Prometheus to be Acquired by Merck
On April 15, 2023, Merck and Prometheus Biosciences entered into a definitive agreement under which Merck, through a subsidiary, has agreed to acquire Prometheus for $200.00 per share in cash for a total equity value of approximately $10.8 billion. The transaction is expected to close in the third quarter of 2023.
FIRST QUARTER 2023 FINANCIAL RESULTS
Cash, Cash Equivalents and Short-term Investments. As of March 31, 2023, Prometheus Biosciences had cash, cash equivalents and short-term investments of $713.7 million, compared to $695.8 million at the end of Q4 2022.
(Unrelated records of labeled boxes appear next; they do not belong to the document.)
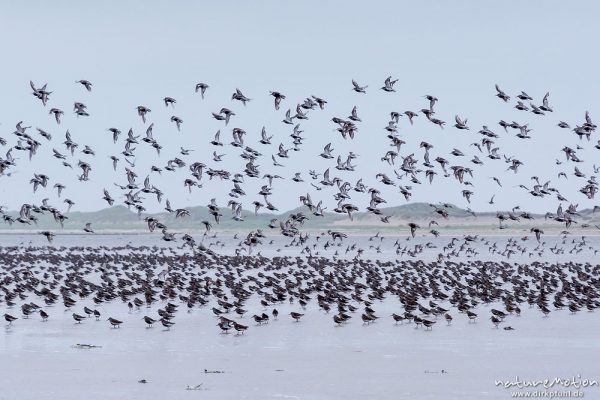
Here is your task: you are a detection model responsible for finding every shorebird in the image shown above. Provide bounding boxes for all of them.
[108,317,123,328]
[290,311,304,322]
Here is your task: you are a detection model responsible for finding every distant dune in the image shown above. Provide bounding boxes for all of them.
[0,203,600,235]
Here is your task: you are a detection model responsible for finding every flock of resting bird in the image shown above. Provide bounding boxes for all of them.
[0,240,600,334]
[0,77,600,334]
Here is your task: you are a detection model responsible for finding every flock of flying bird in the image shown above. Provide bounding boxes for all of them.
[0,77,600,246]
[0,77,600,334]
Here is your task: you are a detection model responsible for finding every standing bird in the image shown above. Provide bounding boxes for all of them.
[290,311,304,322]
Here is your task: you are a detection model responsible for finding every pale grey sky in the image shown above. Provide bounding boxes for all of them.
[0,1,600,211]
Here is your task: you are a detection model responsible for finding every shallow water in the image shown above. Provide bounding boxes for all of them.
[0,236,600,400]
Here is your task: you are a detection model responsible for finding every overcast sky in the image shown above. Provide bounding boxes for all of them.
[0,1,600,216]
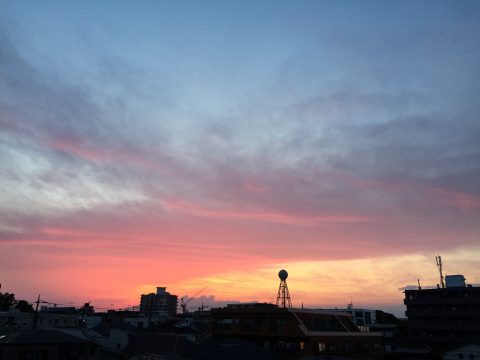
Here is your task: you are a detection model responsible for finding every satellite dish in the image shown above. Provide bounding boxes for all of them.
[278,269,288,281]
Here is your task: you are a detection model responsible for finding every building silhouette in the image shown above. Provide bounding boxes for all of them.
[140,287,178,316]
[404,275,480,350]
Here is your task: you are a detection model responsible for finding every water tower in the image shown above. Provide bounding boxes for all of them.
[277,269,292,308]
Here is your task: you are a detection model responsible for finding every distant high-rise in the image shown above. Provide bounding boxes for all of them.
[404,275,480,348]
[140,287,178,316]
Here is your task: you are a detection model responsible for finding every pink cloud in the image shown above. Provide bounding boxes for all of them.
[163,199,372,225]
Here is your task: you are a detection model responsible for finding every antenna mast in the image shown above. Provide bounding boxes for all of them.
[435,255,445,289]
[277,270,292,308]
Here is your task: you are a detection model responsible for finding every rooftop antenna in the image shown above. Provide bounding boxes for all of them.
[277,269,292,308]
[435,255,445,289]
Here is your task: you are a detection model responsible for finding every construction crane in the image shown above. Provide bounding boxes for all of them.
[180,285,208,314]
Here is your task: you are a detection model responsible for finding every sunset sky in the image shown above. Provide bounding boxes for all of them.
[0,0,480,314]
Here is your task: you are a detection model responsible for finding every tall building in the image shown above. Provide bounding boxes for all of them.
[404,275,480,349]
[140,287,178,316]
[210,303,383,359]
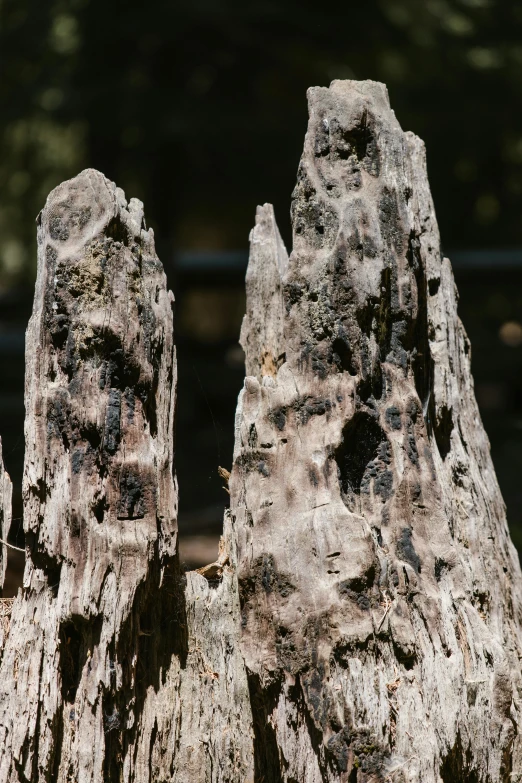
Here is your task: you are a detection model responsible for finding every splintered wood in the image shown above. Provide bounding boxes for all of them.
[0,81,522,783]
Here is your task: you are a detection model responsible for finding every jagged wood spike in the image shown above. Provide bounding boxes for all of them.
[230,81,522,783]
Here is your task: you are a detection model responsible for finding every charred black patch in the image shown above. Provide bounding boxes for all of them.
[247,670,283,783]
[396,527,421,574]
[58,615,102,704]
[268,408,286,432]
[428,277,440,296]
[439,731,478,783]
[308,465,319,489]
[335,411,393,508]
[105,216,131,245]
[49,215,69,242]
[239,554,296,606]
[283,282,306,313]
[331,331,357,375]
[335,412,385,495]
Collaboration Revenue. Revenue was $1.1 million for the three months ended March 31, 2023 compared to $3.9 million for the three months ended March 31, 2022 primarily due to timing of Falk Collaboration development efforts subject to 25% reimbursement.
Research and Development (R&D) Expenses. Research and development expenses were $36.4 million for the three months ended March 31, 2023 compared to $27.9 million for the three months ended March 31, 2022. The increase is primarily due to preparation for the global Phase 3 clinical trials for PRA023 as well as the ongoing Phase 2 clinical trial for the SSc-ILD indication and the Phase 1 clinical trial of PRA052.
General and Administrative (G&A) Expenses. General and administrative expenses were $13.4 million for the three months ended March 31, 2023 compared to $8.1 million for the three months ended March 31, 2022 primarily due to increased headcount and increased stock compensation expense.
About Prometheus Biosciences
Prometheus Biosciences, Inc. is a clinical-stage biotechnology company pioneering a precision medicine approach for the discovery, development, and commercialization of novel therapeutics for the treatment of immune-mediated diseases. The Company’s [precision medicine platform], Prometheus360™, combines proprietary machine learning-based analytical approaches with one of the world’s largest gastrointestinal bioinformatics databases to identify novel therapeutic targets and develop therapeutic candidates to engage those targets.
The Company’s lead candidate, PRA023, is a humanized IgG1 monoclonal antibody (mAb) that has been shown to block the tumor necrosis factor (TNF)-like ligand 1A (TL1A), a target associated with both intestinal inflammation and fibrosis. Prometheus is developing PRA023 for the treatment of immune-mediated diseases including ulcerative colitis (UC), Crohn’s Disease (CD), and systemic sclerosis-associated interstitial lung disease (SSc-ILD). The Company plans to advance PRA023 into Phase 3 trials in UC and CD later this year.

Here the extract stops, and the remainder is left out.